If 0.720 mol of gaseous Cl2 and 390 mL of 0.641 M aqueous NaBr are reacted stoichiometrically according to the balanced equation, how many moles of gaseous Cl2 remain? Round your answer to 3 significant figures.
2NaBr(aq) + Cl2(g) → 2NaCl(aq) + Br2(l)
You know the amount of Cl2. You can find the moles NaBr from M x L = moles. From that you can calculate the amount of NaBr and Cl2 used and from that the amount of either of the reactants in excess. Show your work if you get stuck.
Thanks, i figured it out using the mol ratios of NaBr and Cl2.
Way to go.
To find the number of moles of gaseous Cl2 that remain, we first need to determine the limiting reactant in the reaction. The limiting reactant is the one that is completely used up and determines the maximum amount of product that can be formed.
First, let's calculate the number of moles of Br2 that can be formed using the given information:
- From the balanced equation, we know that 2 moles of NaBr react with 1 mole of Cl2 to produce 1 mole of Br2.
- The given amount of NaBr is 390 mL of 0.641 M solution.
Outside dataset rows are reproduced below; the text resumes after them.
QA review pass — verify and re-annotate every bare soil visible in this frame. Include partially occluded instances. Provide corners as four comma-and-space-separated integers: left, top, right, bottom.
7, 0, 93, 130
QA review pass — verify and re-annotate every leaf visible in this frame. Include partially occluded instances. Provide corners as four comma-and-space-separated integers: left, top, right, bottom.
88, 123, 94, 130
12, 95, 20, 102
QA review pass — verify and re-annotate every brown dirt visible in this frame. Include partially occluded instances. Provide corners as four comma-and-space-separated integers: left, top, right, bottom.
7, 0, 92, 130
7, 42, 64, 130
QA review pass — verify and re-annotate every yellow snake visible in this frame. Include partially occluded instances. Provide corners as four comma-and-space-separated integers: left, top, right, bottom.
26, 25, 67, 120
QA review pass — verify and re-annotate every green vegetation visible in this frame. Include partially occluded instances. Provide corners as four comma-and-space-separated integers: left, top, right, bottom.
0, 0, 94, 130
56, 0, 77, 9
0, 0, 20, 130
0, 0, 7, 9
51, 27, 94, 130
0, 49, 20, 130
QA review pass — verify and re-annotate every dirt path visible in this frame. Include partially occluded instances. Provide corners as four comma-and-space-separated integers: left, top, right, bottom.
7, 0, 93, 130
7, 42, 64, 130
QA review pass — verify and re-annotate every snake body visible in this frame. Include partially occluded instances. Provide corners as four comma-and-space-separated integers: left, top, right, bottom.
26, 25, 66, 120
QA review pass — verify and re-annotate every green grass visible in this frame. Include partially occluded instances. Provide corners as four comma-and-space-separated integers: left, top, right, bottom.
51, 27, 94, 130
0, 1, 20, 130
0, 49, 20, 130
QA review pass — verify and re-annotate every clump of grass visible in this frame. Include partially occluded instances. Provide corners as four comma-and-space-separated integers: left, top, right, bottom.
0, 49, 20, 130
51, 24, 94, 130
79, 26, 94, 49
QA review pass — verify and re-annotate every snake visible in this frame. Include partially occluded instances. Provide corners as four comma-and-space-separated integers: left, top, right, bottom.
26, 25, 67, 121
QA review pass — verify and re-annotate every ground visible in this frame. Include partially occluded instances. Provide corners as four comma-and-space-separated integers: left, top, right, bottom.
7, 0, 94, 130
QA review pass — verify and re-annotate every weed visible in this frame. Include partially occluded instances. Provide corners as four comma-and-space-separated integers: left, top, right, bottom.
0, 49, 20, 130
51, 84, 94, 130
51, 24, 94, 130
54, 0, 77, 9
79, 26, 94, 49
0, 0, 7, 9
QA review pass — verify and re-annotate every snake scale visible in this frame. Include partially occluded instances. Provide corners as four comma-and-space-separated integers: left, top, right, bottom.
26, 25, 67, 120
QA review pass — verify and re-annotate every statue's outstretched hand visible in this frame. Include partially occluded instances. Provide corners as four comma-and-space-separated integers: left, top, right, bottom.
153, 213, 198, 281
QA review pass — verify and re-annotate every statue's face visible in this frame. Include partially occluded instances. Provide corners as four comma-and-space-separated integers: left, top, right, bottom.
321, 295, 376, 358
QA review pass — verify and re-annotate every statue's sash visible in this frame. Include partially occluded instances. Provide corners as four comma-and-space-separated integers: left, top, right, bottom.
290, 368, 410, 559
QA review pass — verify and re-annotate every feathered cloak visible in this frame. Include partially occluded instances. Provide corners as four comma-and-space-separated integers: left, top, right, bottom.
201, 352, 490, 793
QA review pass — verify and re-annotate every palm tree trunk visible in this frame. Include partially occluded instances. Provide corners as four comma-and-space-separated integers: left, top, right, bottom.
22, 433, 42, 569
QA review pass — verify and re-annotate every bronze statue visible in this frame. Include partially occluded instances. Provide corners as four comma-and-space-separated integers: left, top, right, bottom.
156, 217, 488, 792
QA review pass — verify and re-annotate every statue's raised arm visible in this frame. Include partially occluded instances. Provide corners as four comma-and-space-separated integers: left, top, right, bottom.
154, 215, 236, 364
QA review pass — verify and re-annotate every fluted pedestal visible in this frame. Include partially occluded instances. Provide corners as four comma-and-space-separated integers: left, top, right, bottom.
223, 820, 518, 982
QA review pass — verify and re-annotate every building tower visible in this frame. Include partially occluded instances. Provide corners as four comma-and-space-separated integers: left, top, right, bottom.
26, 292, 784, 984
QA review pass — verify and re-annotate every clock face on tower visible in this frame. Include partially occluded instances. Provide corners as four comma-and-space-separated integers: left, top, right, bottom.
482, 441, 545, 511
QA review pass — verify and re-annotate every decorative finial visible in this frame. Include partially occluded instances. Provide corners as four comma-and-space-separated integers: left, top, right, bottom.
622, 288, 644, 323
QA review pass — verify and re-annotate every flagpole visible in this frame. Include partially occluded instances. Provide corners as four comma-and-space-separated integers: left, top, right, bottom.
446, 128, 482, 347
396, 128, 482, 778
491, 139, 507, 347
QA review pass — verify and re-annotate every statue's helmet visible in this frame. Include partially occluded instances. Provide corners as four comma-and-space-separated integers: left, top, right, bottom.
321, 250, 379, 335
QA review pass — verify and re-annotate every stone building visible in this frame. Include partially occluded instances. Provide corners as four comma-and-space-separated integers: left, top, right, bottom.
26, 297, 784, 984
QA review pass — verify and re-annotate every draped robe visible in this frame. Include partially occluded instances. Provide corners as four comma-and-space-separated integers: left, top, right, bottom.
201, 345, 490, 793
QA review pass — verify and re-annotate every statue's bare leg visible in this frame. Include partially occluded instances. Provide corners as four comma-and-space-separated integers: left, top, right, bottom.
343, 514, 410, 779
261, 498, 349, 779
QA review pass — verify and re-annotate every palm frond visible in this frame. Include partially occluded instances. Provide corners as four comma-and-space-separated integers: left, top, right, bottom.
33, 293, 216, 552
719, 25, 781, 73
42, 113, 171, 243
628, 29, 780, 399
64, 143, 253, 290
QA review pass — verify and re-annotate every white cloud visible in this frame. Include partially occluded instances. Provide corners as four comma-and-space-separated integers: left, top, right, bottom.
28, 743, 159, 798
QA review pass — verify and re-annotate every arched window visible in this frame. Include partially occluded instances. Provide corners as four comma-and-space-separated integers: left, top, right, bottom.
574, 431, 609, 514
To find the moles of NaBr, we can use the formula: moles = concentration (M) × volume (L).
- Convert the milliliters to liters: 390 mL ÷ 1000 mL/L = 0.390 L
- Calculate the moles of NaBr: 0.641 M × 0.390 L = 0.25019 moles of NaBr
Since the balanced equation tells us that 2 moles of NaBr react with 1 mole of Cl2 to produce 1 mole of Br2, we can conclude that we need half the amount of Cl2 (0.25019/2 = 0.12509 moles) to react with all the NaBr.
Now, let's compare this value to the initial amount of Cl2:
- The initial amount of Cl2 is given as 0.720 moles.
Since the initial amount of Cl2 (0.720 moles) is greater than the amount needed to react with all the NaBr (0.12509 moles), we can conclude that Cl2 is in excess, and some moles of Cl2 will remain after the reaction.
Finally, to find the number of moles of Cl2 that remain, subtract the amount needed to react from the initial amount:
0.720 moles - 0.12509 moles = 0.59491 moles of Cl2
Rounding to 3 significant figures, the number of moles of gaseous Cl2 that remain is approximately 0.595 moles.